BROKER DEALER LICENSE- First, if you are licensed and are registered with an SEC registered broker dealer you may receive commissions and other forms of compensation for raising money in public or private offerings (e.g. private placements). The newest form of registration from FINRA is designed to license and regulate those who operate as “investment bankers” and is called a Series 79 license. This license allows a holder to collect commissions and other fees for raising funds for an offering of equity (e.g. stock) or debt (e.g. notes or bonds). In addition to passing the licensing test, you’ll need to associate with a broker dealer.
FINDER’S FEE- Second, if you take a limited role in the raising of funds and are paid a flat or hourly fee, as opposed to commissions based on funds raised, you may be able to be paid a finder’s fee for introducing investors to others. A finder’s fee can only be paid to a finder so long as; a) the finder isn’t involved in negotiations of the securities being sold, b) the finder doesn’t discuss the details of the securities, c) the finder isn’t paid based on money raised (e.g. no commission), d) the finder doesn’t perform “finding” services on a regular basis. In sum, a finder’s fee may be paid but only to someone who makes introductions of potential investors and the fee amount must be based on some factor other than compensation relating the persons or amount of securities sold to those introduced by the finder.

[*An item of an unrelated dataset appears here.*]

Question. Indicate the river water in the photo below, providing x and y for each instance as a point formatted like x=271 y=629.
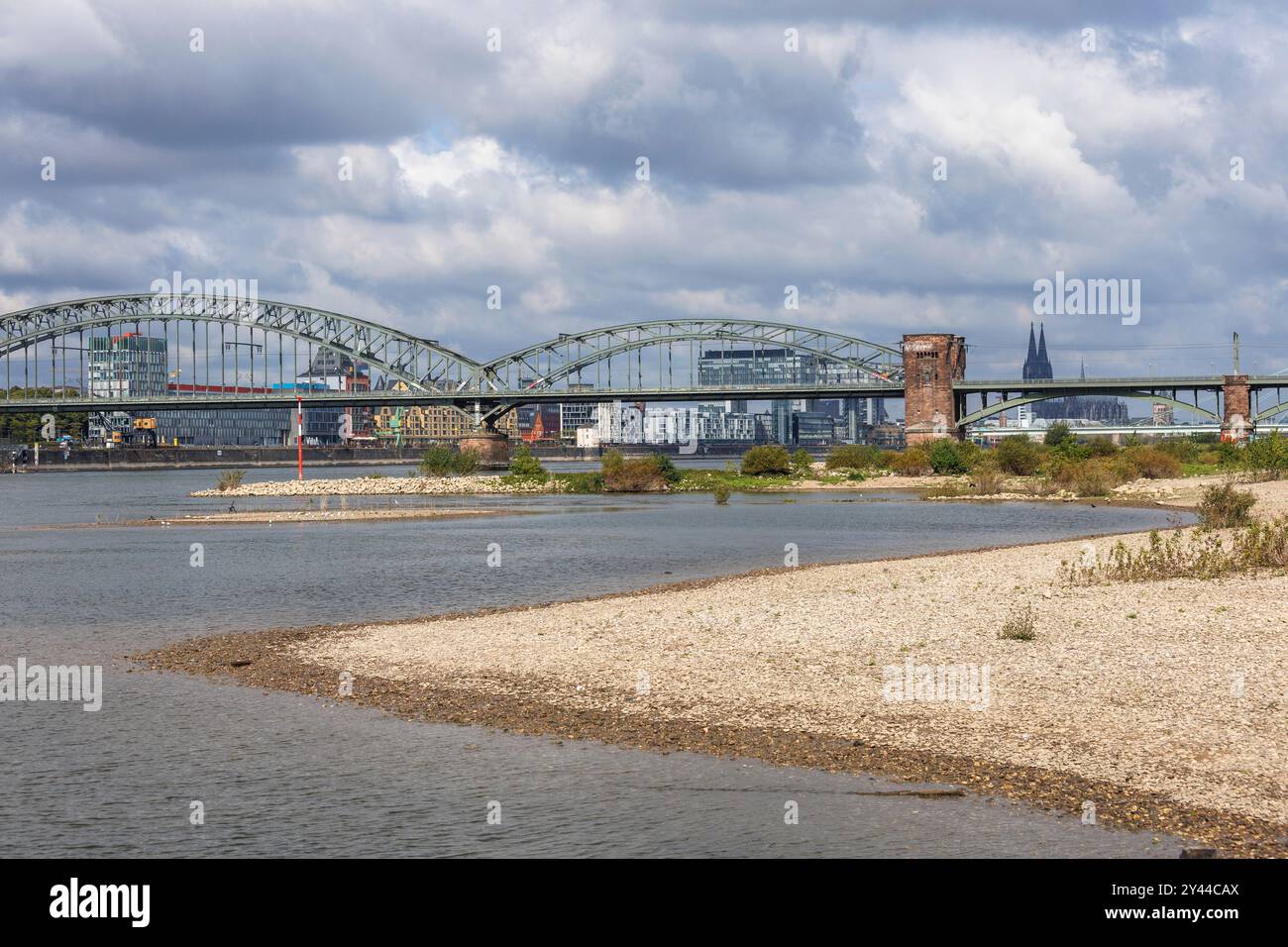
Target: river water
x=282 y=775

DIRECTOR OR OFFICER OF OFFERING COMPANY- Third, you may be able to assist in raising funds for another if you are an officer or director of the company whom you are raising money for. The SEC promulgated Rule 3a4-1 which is a Safe Harbor from enforcement and allows someone who serves as a paid Director or Officer to assist in selling the company’s securities. There are many ways to qualify under this Rule but the most common is to meet the following criteria; a) be paid as a director or officer by salary or other criteria that is not linked to sales of securities made (e.g. be the CFO or Treasurer and offer financial consulting advice in addition to working with potential investors), b) can’t be associated with a broker dealer and cannot have a prior SEC disciplinary history, c) should stay on with the company following closing of the offering so as to show your purpose as a Director or Officer was not just for raising funds, d) takes a passive and restrictive role in selling the securities and refers to the CEO or President for details and negotiations.
Failure to comply with the securities laws can result in civil and criminal action. In addition, investors who can claim a failure to comply with the laws outlined above are able to rescind their investment and can subject the company’s founders and the person soliciting the investment with personal liability for any losses.